И рассказы[3], и сказки Коваля мало согласуются с тривиальным обозначением жанра, зато и в тех и в других общий корень «сказ». Талант рассказчика у него обозначился и как талант художника, имеющего дар сказывать-сказать. В каждом произведении (сказке ли, рассказе ли в их обычном именовании) всегда есть заветное слово, открывающее чудодейственность простых человеческих чувств и подлинных привязанностей.
Кажется, что его персонажи не выдуманы, а списаны с жизни, — в каждом угадывается тот или иной типаж, встречавшийся среди деревенских жителей. Так традиционный рассказ в руках мастера приобретает новые формы. И чувство «знакоместа» не должно обманывать: перед нами шедевры действительно мастера новой словесной живописи — Юрия Коваля, художника, который открывает и следующим за ним писателям, и читателям драгоценные возможности русской словесности XXI в.
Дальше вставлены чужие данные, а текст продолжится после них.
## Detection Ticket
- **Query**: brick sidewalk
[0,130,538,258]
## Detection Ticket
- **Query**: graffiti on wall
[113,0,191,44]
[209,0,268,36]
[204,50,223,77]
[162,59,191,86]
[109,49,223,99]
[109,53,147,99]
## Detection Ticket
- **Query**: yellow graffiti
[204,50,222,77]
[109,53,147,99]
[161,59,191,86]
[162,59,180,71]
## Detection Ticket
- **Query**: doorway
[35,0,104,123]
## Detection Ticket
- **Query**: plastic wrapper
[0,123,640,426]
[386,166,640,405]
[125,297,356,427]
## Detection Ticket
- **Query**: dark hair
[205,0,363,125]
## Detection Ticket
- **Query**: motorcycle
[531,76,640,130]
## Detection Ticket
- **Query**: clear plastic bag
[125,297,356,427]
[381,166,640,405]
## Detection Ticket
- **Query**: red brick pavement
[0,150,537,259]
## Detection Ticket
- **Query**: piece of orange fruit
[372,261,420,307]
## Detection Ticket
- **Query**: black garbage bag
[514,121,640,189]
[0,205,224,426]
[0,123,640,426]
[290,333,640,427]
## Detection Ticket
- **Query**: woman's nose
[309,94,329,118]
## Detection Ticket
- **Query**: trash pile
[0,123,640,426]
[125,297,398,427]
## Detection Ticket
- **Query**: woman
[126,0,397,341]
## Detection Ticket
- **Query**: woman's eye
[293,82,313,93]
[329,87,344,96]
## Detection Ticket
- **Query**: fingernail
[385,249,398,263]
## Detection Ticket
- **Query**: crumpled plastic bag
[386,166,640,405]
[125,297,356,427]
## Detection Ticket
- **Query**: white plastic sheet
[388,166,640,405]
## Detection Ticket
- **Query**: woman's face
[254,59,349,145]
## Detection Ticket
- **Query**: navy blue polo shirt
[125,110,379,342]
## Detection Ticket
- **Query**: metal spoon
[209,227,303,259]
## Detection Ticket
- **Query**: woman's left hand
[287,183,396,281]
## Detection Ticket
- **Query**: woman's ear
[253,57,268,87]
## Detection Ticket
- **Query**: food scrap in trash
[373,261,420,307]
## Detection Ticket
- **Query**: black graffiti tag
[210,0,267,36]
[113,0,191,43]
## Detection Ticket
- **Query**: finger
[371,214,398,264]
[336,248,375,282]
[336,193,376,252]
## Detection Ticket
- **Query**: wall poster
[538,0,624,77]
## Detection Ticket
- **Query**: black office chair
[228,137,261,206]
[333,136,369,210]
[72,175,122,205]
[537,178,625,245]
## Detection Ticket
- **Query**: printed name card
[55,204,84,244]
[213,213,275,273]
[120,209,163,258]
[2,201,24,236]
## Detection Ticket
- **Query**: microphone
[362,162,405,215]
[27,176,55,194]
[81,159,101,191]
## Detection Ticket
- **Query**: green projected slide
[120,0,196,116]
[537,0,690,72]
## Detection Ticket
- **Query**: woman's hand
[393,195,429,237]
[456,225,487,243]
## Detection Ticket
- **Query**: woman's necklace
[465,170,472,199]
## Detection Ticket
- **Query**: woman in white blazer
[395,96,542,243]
- [1] Розенфельд Б. Рассказ // Литературная энциклопедия // Фундаментальная электронная библиотека «Русская литература и фольклор». URL: http: feb-web.ru/feb/litenc/encyclop (дата обращения: 05.11.2015).
- [2] Коваль /О. И. Вишня // Ю. И. Коваль. Чистый Дор. М., 2001.
- [3] Вадиков В. Маятник жанра, или Феномен рассказа // Аполлинарий. 1996. № 4. С. 3—8.